Мы еще не видим последний капкан, а уже слышим, что в него кто-то попал, какой-то зверек скребет лапами по сухим и ломким от холода листьям и верещит от паники. Рейвэн убыстряет шаг. Это крупный заяц, его задняя лапа попала в металлические челюсти капкана, а шерсть вся в темных кровавых пятнах. Заяц в панике делает рывок вперед, но падает на бок и тяжело дышит.

Рейвэн садится на корточки и достает из рюкзака нож с длинной рукояткой. Лезвие ножа острое, но в пятнах ржавчины, а я представляю, что это старая кровь. Если мы оставим зайца здесь, я уверена, он будет дергаться, изворачиваться и рваться из капкана, пока не истечет кровью, или, скорее всего, перестанет бороться и умрет от голода. Рейвэн сделает ему большое одолжение, если убьет быстро. И все равно я не могу на это смотреть. Я еще ни разу не ходила проверять капканы. На такое у меня духу не хватит.

Рейвэн колеблется. А потом вдруг сует нож мне в руку.

— Вот, — говорит она, — ты сделаешь это.

Это не брезгливость, у Рейвэн крепкий желудок, она привыкла охотиться. Это очередная проверка.

Нож на удивление тяжелый. Я смотрю, как заяц бьется в капкане.

— Я… я не могу. Я никогда никого не убивала.

Взгляд Рейвэн становится жестким.

— Что ж, пришла пора учиться.

Она прижимает зайца к земле, одной рукой держит голову, второй — живот. Заяц, наверное, думает, что Рейвэн хочет ему помочь, и замирает. Но я все равно вижу, как он учащенно дышит и трясется от ужаса.

— Не заставляй меня.

Мне стыдно за то, что я вынуждена просить Рейвэн об этом, и одновременно я злюсь на нее — за то, что она вынуждает меня это делать.

Рейвэн встает на ноги.

— Ты все еще не понимаешь, да, Лина? — говорит она, — Это не игра. Это здесь не кончается, Лина, и, когда мы пойдем на юг, — тоже, и вообще никогда. То, что произошло в хоумстиде… — Она умолкает на секунду и трясет головой, — У нас нет дома. И не будет, пока все не изменится. За нами всегда будут охотиться. Наши хоумстиды будут бомбить и сжигать. Границы городов будут расширяться, и уже не останется никакой Дикой местности, некому будет бороться и не за что. Ты это понимаешь?

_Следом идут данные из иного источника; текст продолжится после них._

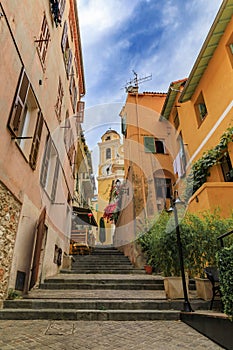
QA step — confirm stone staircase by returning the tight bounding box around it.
[0,248,209,321]
[64,247,144,274]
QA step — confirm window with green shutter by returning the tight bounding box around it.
[144,136,156,153]
[7,68,43,170]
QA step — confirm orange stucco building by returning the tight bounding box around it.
[114,87,176,252]
[162,1,233,216]
[116,0,233,265]
[0,0,85,300]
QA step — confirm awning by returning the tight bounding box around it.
[73,207,98,227]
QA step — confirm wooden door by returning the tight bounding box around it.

Я молчу. Тепло поднимается от шеи к затылку, у меня начинают путаться мысли.

— Я не всегда буду рядом, чтобы помочь тебе, — говорит Рейвэн и опускается на землю на одно колено.

На этот раз она раздвигает пальцами мех на заячьей шее — так, что становится видна розовая кожа и пульсирующая артерия.

— Вот, — говорит она. — Сделай это.

Меня, как молния, поражает мысль: этот заяц в руках Рейвэн совсем как мы. Он в ловушке, у него больше нет дома, он отчаянно борется за жизнь, за кусочек свободного пространства. У меня вдруг темнеет в глазах от злости на Рейвэн. Я ненавижу Рейвэн за ее нравоучения, за ее упрямство, за то, что она думает, что человеку можно помочь, если загнать его в тупик и бить до тех пор, пока он не начнет бить в ответ.

— Я не думаю, что это игра, — говорю я, но не могу скрыть злость.

— Что?

— Ты думаешь, что одна все понимаешь? — Я сжимаю кулаки, в одном — нож, — Думаешь, ты одна знаешь, что такое потеря или гнев? Думаешь, ты одна знаешь, что такое бежать?

Я вспоминаю Алекса и за это тоже ненавижу Рейвэн, ненавижу за то, что она напомнила мне о прошлом. Горе и злость нарастают во мне, как огромная черная волна.